I'm not entirely sure what's the recommended thing to do when updating
only some of the patches of a series, whether to send new versions for
the revised patches only or resend everything. I opted to do the latter
and then I called out the changes between v2 and v3 inside the patches
that were actually modified.

Thanks,
Ilias
Sean Christopherson Aug. 27, 2024, 1:45 p.m. UTC | #4
On Tue, Aug 27, 2024, Ilias Stamatis wrote:
> On Fri, 2024-08-23 at 16:47 -0700, Sean Christopherson wrote:
> > Doh, I applied v2 instead of v3.  Though unless mine eyes deceive me,
> > they're the same.
> 
> They are the same indeed.
> 
> I'm not entirely sure what's the recommended thing to do when updating
> only some of the patches of a series, whether to send new versions for
> the revised patches only or resend everything.
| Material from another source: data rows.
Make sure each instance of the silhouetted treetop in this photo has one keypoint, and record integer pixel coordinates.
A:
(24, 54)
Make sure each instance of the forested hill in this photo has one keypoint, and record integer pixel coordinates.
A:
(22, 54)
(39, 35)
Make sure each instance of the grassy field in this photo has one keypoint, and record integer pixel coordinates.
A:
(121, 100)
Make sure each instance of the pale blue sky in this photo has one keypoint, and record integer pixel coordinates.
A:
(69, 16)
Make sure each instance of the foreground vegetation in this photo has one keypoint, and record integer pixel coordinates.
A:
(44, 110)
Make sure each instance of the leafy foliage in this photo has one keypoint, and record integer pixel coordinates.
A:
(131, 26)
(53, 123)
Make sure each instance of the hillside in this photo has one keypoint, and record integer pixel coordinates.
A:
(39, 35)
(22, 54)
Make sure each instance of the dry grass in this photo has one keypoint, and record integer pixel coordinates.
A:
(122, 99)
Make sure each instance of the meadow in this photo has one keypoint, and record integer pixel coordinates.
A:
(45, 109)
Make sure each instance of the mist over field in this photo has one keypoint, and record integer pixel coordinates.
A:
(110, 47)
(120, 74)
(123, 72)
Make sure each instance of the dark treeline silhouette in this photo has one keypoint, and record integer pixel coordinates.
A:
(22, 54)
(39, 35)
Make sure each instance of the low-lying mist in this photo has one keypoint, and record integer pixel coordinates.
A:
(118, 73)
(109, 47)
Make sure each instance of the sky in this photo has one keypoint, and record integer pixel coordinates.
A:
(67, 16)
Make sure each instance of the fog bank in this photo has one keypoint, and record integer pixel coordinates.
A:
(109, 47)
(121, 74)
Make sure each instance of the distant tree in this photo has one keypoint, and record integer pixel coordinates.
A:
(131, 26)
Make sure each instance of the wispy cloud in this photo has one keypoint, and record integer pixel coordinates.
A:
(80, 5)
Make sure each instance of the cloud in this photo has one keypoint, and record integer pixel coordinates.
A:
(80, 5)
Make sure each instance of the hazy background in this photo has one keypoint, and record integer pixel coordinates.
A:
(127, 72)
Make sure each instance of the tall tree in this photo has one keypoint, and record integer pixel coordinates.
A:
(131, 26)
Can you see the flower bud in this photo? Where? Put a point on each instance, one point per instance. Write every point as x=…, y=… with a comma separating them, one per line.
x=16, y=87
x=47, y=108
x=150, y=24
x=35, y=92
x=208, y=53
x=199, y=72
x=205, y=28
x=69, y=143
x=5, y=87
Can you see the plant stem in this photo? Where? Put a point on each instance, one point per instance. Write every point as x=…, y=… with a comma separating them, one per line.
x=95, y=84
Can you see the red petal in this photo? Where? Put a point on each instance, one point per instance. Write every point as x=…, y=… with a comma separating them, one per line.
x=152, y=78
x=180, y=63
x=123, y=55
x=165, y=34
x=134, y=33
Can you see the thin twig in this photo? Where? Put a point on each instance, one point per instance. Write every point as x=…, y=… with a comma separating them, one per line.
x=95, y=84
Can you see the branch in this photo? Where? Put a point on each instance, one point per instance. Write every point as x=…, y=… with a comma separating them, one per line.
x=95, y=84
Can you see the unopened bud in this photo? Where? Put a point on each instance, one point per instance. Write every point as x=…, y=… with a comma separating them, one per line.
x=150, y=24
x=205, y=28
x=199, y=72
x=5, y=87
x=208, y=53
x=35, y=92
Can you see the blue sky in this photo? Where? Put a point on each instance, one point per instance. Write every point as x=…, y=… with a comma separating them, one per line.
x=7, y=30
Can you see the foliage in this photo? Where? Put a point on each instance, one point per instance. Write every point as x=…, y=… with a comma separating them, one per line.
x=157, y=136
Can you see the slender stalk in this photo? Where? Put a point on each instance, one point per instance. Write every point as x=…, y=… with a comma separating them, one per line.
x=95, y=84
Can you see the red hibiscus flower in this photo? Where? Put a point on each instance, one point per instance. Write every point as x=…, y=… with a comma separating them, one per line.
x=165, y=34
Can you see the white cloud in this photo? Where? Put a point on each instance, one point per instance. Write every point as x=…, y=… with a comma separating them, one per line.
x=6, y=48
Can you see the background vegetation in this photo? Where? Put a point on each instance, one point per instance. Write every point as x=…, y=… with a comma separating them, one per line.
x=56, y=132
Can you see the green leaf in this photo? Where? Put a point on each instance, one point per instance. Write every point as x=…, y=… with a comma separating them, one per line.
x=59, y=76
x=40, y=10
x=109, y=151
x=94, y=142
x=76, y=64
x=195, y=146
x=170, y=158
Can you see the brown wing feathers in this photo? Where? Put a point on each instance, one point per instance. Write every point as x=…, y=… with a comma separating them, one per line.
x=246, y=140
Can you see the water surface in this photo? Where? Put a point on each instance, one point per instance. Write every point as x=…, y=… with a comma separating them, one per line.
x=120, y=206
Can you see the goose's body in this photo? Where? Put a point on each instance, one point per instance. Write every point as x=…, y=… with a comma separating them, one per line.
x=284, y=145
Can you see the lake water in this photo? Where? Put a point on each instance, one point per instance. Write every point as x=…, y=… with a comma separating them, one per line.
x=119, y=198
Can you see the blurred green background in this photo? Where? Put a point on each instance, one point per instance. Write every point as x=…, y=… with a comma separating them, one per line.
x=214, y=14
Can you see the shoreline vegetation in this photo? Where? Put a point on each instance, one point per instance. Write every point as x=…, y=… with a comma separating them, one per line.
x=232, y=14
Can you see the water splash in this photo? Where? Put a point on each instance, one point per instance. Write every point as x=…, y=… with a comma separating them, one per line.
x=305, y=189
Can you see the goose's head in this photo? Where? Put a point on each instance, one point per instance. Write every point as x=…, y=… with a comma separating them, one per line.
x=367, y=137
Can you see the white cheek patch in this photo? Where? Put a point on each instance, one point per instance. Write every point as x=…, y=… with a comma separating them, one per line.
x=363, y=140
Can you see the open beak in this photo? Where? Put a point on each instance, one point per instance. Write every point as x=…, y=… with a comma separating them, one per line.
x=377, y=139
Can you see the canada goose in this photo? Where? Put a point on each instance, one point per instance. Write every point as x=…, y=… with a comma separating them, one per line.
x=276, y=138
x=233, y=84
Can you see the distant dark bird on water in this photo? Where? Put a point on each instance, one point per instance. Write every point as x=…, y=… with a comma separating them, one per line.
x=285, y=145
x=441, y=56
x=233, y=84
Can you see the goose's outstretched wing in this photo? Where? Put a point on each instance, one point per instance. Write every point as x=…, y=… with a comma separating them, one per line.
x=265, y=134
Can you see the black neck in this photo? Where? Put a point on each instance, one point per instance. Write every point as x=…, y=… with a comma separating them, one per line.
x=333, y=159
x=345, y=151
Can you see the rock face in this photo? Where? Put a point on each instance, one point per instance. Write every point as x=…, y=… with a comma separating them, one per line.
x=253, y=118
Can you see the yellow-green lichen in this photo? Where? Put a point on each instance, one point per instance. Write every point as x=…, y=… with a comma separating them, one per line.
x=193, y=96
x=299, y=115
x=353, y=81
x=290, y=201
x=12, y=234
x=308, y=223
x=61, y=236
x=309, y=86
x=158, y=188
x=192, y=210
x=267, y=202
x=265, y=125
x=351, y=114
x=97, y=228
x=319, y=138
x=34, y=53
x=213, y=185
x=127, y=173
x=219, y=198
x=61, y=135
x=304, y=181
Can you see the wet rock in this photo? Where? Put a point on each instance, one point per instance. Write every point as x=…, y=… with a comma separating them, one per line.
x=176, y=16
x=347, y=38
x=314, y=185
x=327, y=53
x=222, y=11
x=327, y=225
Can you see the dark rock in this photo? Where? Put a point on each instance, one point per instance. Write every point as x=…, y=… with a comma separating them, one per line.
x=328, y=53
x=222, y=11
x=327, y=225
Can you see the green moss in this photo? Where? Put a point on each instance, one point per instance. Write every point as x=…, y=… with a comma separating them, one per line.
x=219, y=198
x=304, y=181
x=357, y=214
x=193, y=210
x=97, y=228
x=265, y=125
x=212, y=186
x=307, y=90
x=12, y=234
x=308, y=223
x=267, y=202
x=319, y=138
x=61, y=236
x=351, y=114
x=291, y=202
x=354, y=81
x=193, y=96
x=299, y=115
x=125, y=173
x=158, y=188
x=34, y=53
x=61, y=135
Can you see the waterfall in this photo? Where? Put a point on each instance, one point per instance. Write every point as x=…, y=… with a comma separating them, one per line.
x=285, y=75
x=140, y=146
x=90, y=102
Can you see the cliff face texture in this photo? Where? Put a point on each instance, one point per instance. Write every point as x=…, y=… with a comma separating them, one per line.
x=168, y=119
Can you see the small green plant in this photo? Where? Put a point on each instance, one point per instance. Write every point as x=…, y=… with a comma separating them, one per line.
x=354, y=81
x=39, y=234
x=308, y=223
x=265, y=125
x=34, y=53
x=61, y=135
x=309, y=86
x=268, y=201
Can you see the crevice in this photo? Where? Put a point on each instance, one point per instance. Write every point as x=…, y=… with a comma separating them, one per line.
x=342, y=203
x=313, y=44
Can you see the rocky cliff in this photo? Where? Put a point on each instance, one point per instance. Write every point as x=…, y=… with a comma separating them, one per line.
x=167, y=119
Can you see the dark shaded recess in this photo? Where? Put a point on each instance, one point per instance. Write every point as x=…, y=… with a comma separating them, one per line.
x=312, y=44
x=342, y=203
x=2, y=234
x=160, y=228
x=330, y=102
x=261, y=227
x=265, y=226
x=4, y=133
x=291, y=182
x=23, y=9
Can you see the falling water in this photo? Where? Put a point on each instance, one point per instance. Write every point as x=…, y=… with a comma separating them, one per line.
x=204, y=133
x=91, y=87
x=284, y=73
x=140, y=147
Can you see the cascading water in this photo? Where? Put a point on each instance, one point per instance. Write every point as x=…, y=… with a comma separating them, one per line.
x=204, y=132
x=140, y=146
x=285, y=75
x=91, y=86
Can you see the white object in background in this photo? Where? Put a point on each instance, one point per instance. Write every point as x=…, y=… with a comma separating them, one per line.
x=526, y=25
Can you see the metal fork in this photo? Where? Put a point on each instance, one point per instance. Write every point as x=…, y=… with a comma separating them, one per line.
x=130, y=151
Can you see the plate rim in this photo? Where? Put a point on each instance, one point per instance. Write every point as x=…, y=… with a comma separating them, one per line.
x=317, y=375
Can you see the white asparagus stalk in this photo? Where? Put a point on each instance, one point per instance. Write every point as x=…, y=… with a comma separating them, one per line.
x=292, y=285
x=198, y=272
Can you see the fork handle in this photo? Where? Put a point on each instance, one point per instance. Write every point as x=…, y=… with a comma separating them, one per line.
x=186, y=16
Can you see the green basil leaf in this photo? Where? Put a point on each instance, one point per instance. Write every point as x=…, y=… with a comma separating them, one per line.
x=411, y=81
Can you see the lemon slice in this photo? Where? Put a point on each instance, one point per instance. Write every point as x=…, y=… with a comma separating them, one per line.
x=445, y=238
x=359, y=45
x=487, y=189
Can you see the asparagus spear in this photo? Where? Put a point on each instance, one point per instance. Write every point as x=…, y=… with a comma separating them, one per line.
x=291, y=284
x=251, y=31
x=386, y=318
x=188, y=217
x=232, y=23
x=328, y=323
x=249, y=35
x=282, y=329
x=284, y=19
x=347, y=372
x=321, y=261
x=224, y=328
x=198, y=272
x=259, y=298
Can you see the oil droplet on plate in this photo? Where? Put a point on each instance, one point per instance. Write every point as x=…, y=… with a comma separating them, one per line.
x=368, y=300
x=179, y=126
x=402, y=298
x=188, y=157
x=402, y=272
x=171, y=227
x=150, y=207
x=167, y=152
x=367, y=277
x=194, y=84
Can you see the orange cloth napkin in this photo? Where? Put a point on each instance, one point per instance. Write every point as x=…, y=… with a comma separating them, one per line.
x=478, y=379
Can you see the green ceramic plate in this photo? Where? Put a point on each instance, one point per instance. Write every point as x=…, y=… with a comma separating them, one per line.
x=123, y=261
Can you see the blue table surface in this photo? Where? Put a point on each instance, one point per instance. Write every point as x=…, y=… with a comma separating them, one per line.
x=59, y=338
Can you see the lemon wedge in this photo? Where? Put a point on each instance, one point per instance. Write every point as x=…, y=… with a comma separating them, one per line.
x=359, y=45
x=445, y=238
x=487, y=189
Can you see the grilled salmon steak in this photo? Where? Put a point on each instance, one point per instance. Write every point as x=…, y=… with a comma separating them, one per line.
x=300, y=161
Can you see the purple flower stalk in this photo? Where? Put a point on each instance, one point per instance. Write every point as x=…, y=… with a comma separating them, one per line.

I opted to do the latter

Resend everything, as you did.  I simply messed up and grabbed the wrong version.

> and then I called out the changes between v2 and v3 inside the patches
> that were actually modified.

FWIW, I strongly prefer the delta be captured in the cover letter, though others
may obviously have different preferences.